Nicolas Peuch, an 80-year-old billionaire and owner of a 5.7% stake in luxury fashion house Hermès, has made a surprising decision regarding his inheritance. Rather than leaving his substantial €12 billion ($13 billion) fortune to the charity he founded, Peuch intends to adopt his long-time gardener, who hails from a “modest Moroccan family” and is now in his fifties. This move is aimed at cutting ties with his charity and ensuring that his groundskeeper becomes his rightful heir.
Peuch, a reclusive individual and one of Switzerland’s wealthiest residents, had originally pledged his fortune to the Isocrates Foundation, which he established in 2011. The foundation’s purpose was to support public interest journalism and promote civic discourse. However, Peuch has since changed his plan, opting to transfer his vast inheritance, including valuable properties in Switzerland and Morocco, to his groundskeeper, who is married and has two children of his own.
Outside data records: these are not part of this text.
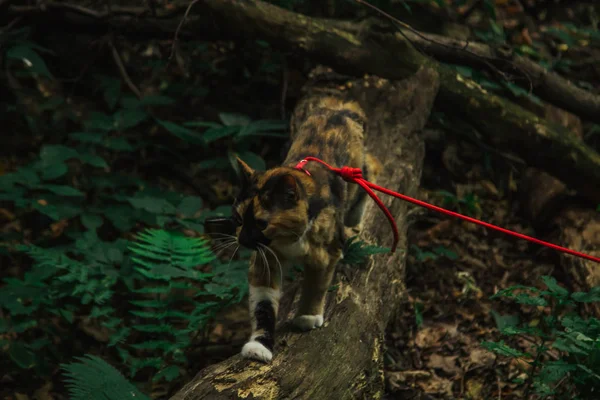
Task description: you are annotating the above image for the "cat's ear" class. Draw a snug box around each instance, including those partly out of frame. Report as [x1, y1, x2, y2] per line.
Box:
[235, 157, 254, 184]
[272, 174, 300, 206]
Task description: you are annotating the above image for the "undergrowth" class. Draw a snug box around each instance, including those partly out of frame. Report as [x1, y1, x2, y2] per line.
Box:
[482, 276, 600, 400]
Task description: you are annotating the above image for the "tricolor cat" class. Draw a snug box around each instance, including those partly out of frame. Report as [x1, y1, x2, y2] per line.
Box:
[233, 97, 380, 362]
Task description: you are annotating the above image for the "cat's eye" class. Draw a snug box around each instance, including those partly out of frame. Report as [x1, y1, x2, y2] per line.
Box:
[256, 219, 269, 231]
[231, 209, 243, 225]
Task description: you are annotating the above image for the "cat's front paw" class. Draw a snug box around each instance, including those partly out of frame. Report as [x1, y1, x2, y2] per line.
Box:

Although Peuch’s intentions may seem unconventional, he has encountered opposition from the Isocrates Foundation. The foundation is questioning the legal validity of Peuch’s plans, as Swiss law requires individuals who wish to adopt adults to have lived with the adoptee for at least a year during their childhood. The foundation expressed its concerns regarding the sudden and unilateral annulment of Peuch’s initial succession agreement, stating that it appears void and unfounded. Nevertheless, they remain open to discussion with Peuch regarding this matter.
The Billionaire’s Adoption Plans
The billionaire’s adoption plans come after his departure from Hermès’ supervisory board in 2014, citing a family rift. His decision to not merge his holdings with other family members was a strategic move to prevent a takeover by Bernard Arnault, the chief of LVMH Moët Hennessy Louis Vuitton.
Allegations and Investigation
Explanation and Response
Responding to Peuch’s resignation from Hermès’ board, a spokesperson for the billionaire explained the situation in 2014. The spokesperson stated that Peuch had been targeted and attacked by certain family members on various fronts, not solely related to LVMH. They also emphasized that Peuch had never sold his longstanding LVMH shares, despite accusations suggesting otherwise.
Settlement and Stake Reduction
As part of a court-agreed settlement, Arnault began reducing his stake in Hermès after French regulators imposed fines on LVMH for failing to disclose their stake buildup.
The Isocrates Foundation
In 2011, Peuch founded the Isocrates Foundation by initially contributing 10 million Swiss francs ($11.5 million) as funding. The foundation operates under the principle that the assets will not be returned to the founder, his heirs, or donors.
Note: We approached Hermès and the Isocrates Foundation for comment.